Back in August, in those heady weeks after she found herself suddenly leading the Labour Party, they looked certain to win. It was as though the country had been waiting for a likeable alternative to National so it could retire a nine-year government as it usually does.
Just about every commentator sniffed change was in the air. As Labour quickly bounced back in the polls to the mid-30 per cents, it seemed inevitable Labour would overtake National.
And she made it very clear Labour needed to overtake National. As supporters celebrated the momentum she publicly cautioned that they were not yet, "where we need to be". All of Labour's MPs knew it. Back in 2013 when David Cunliffe, Grant Robertson and Shane Jones were campaigning for the party leadership all made it their aim to lift Labour from the 30 per cents to the 40 per cents where elections are won.
In August it was happening. Even National knew it. National threw fiscal caution to the wind and started promising money for something soft and cuddly every day. By the end of the month it happened. On August 31, the night of the first leaders' debate, TVNZ's Colmar Brunton poll had Labour on 43 per cent, two points ahead of National.

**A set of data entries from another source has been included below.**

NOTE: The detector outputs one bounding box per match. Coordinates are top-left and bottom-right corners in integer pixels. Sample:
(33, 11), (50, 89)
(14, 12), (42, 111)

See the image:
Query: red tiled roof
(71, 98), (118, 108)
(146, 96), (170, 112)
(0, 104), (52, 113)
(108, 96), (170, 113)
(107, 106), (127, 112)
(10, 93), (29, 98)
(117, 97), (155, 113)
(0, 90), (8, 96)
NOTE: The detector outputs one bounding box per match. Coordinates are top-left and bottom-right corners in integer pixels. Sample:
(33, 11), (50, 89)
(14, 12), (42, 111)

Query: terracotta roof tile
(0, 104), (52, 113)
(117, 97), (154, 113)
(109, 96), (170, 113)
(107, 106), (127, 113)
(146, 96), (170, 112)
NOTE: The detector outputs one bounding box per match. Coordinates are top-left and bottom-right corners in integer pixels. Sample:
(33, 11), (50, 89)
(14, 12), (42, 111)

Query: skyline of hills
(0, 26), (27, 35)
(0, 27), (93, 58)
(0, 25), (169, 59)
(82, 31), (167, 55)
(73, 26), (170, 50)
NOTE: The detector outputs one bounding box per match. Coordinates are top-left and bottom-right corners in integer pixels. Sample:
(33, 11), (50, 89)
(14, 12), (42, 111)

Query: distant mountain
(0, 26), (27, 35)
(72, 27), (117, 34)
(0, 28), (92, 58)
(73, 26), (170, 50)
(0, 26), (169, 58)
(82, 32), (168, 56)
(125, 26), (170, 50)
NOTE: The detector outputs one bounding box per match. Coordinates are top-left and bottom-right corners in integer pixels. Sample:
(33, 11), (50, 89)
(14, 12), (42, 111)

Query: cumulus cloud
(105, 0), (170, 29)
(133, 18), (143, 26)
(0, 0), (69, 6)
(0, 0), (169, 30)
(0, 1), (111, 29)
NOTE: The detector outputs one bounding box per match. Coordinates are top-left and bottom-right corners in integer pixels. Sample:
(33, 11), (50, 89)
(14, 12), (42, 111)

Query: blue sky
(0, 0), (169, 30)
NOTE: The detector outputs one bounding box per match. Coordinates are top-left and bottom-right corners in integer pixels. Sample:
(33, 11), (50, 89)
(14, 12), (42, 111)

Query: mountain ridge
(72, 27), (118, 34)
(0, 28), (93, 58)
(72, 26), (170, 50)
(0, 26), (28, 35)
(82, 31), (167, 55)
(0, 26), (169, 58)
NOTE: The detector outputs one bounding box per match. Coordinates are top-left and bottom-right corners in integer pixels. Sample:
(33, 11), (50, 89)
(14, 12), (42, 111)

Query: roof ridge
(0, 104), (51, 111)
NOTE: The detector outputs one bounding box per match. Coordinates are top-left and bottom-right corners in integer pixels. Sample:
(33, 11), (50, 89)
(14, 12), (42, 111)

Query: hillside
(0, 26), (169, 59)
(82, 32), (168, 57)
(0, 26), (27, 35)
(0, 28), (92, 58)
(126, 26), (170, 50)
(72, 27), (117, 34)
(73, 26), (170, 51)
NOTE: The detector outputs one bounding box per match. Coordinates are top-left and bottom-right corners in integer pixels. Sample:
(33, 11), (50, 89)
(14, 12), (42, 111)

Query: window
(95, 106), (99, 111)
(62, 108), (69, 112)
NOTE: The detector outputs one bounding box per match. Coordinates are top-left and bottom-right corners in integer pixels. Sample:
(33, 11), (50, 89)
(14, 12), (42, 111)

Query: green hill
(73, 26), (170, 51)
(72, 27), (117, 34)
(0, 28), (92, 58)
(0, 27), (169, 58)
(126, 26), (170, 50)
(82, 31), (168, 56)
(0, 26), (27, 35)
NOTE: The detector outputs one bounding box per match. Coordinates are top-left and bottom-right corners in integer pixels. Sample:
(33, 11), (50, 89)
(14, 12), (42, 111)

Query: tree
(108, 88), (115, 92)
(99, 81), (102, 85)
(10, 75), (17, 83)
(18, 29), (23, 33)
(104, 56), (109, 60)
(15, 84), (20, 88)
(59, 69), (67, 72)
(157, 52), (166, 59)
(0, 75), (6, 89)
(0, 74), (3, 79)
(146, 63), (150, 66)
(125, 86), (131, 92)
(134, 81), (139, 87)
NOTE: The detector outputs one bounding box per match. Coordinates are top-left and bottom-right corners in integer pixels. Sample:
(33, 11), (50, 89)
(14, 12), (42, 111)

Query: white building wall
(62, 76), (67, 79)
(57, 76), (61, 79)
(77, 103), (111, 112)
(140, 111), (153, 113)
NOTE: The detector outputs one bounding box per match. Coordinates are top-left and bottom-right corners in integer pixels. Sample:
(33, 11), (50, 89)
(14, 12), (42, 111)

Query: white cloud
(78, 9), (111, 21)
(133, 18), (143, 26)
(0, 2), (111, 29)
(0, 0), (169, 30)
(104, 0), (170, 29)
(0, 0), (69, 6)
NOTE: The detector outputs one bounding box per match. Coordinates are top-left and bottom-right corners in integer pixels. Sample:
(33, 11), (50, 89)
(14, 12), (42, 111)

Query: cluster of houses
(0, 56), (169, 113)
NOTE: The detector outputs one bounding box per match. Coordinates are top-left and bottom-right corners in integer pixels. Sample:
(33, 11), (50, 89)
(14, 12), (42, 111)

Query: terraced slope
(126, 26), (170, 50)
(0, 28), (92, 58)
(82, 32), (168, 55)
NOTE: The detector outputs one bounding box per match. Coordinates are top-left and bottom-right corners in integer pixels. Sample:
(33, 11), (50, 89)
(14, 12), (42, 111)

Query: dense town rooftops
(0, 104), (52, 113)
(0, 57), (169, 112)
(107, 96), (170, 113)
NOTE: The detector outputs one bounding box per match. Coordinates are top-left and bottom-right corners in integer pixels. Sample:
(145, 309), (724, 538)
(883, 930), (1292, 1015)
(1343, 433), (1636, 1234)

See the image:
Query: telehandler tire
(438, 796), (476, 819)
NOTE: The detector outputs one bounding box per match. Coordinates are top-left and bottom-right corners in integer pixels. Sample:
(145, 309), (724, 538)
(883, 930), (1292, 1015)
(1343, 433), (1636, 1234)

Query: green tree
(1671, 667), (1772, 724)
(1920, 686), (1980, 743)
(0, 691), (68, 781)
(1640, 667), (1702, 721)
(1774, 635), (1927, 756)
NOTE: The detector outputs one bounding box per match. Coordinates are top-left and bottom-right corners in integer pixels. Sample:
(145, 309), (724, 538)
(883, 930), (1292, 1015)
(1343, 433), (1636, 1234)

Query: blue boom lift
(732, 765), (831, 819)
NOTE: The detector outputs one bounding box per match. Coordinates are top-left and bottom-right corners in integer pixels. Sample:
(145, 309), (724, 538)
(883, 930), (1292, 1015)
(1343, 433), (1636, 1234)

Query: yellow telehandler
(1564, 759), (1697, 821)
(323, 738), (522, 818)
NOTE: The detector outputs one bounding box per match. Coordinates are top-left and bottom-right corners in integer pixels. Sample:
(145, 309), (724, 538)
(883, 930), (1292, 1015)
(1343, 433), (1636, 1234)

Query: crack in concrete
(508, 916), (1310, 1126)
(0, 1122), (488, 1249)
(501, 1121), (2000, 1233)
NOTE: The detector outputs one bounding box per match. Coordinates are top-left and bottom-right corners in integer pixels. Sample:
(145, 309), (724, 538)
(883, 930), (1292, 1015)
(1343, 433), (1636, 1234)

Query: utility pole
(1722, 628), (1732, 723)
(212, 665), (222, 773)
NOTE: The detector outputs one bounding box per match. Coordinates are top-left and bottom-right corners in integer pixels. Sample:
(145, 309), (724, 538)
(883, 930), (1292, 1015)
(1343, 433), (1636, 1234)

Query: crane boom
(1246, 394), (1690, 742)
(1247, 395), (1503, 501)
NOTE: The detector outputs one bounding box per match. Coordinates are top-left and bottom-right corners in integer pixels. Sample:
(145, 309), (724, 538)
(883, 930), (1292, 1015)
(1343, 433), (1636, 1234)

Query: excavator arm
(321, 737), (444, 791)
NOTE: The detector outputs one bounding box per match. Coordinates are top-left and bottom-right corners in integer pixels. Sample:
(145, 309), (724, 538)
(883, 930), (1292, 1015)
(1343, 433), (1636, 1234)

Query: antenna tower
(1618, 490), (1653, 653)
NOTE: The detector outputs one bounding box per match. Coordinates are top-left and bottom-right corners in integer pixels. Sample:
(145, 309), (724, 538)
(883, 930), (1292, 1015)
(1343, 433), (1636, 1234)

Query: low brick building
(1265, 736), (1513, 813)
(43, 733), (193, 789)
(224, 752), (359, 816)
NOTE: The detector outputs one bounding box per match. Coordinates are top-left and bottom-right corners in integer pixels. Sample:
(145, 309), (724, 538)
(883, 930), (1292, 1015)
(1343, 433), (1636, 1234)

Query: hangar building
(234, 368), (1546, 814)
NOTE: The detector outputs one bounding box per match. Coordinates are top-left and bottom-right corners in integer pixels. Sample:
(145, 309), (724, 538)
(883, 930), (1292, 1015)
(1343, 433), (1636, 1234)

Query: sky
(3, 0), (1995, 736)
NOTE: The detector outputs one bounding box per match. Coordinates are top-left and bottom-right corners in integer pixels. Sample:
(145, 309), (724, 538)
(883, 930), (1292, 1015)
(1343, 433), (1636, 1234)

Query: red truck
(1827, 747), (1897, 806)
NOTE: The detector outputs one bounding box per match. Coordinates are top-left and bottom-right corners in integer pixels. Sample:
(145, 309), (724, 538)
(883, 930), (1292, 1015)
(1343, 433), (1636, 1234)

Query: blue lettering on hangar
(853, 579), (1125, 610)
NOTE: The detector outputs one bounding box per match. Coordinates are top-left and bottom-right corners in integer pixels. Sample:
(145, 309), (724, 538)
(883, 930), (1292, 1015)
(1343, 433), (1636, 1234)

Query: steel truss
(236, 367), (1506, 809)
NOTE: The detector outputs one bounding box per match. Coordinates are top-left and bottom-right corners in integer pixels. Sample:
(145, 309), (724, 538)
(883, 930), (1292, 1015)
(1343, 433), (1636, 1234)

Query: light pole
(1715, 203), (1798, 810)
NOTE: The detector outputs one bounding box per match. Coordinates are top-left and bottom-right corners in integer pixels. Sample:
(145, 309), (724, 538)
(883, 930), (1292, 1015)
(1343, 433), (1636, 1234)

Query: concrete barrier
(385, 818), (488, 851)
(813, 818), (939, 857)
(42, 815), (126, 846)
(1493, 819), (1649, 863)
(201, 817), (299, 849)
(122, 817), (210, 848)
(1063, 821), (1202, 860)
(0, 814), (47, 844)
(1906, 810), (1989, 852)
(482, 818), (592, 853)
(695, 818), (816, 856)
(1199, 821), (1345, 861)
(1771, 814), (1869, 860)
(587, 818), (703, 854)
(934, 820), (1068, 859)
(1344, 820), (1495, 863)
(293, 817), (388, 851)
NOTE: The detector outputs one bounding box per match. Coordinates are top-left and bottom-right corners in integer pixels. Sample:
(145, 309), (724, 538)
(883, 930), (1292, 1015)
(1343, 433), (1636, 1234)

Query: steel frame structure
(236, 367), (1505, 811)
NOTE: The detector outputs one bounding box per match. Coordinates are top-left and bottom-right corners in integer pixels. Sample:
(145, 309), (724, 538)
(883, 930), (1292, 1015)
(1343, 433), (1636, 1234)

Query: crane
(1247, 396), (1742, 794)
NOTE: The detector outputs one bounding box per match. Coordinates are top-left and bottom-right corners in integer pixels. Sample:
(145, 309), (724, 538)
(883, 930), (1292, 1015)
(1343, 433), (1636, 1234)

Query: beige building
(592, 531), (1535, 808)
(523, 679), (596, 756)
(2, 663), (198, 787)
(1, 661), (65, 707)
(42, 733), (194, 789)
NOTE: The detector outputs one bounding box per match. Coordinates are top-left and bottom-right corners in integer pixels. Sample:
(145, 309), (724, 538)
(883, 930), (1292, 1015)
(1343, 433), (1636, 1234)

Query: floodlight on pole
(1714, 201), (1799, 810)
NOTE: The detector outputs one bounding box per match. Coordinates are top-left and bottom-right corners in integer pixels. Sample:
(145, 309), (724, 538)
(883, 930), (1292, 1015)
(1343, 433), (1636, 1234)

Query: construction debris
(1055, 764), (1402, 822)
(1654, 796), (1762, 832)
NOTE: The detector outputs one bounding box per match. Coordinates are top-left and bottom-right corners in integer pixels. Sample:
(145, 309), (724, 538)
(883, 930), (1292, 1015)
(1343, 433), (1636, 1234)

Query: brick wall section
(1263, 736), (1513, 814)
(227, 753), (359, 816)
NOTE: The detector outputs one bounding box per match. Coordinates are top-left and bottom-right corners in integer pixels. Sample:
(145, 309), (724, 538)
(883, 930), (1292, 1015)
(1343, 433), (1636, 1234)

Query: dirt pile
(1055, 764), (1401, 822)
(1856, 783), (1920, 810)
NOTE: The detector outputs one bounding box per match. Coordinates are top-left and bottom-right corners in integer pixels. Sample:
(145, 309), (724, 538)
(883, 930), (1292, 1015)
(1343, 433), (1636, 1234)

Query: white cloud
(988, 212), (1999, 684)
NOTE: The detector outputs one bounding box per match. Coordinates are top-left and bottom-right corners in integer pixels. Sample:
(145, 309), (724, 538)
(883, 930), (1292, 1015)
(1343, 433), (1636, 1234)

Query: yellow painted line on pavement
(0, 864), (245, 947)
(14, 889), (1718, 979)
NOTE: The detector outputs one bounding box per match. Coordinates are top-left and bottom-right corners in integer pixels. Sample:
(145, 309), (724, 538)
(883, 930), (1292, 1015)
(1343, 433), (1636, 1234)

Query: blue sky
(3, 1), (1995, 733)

A week later, on September 7, Labour was still on 43 and National had fallen two points to 39 per cent. Then something else happened. National started to recover, to 40 per cent on September 14 and 46 per cent on September 21, two days before election day. In the event, National got 44 per cent of the vote, Labour 37 per cent. What happened?
It was in the second week of September that Labour backtracked on the new leader's "captain's call" to enact tax reform, probably on unspecified capital assets, before the next election. A backdown looks weak as well as naive. And there was Steven Joyce's "fiscal hole", fairly standard electioneering that probably would have made little impact if Labour had not been so sensitive on the subject. Then there were the television debates where relentless positivity wore thin and Bill English had more substance.
Whatever the reason, Labour was granted a reprieve by Winston Peters, for reasons that became less respectable this week, and ever since it has been as though September never happened. We're told the election result was a vote for change because though National won most votes, a majority voted against it.
The problem with that reasoning it that a majority always votes against the governing party. No party in New Zealand has won a majority of the vote since 1951. All we know for certain is that 44.4 per cent of voters wanted National to govern, 36.9 wanted Labour, 7.2 per cent wanted NZ First and 6.3 per cent wanted the Greens. That is all we know, we don't vote for coalitions.
It is reasonable to assume all Green voters wanted a Labour Government but it is a heroic assumption to say the same of NZ First's. When you meet one they seem indifferent, they like Winston when he is a maverick in Parliament, not a minister so much.
All new Labour governments talk change but Jacinda, I suspect, is not fooling herself. She is not making as much of her honeymoon as she might because she knows she still needs to lift Labour above National in the polls for her Government's credibility.
In the modest, moderate way she has started, she may soon get that lift and put Peters' post-election charade behind us.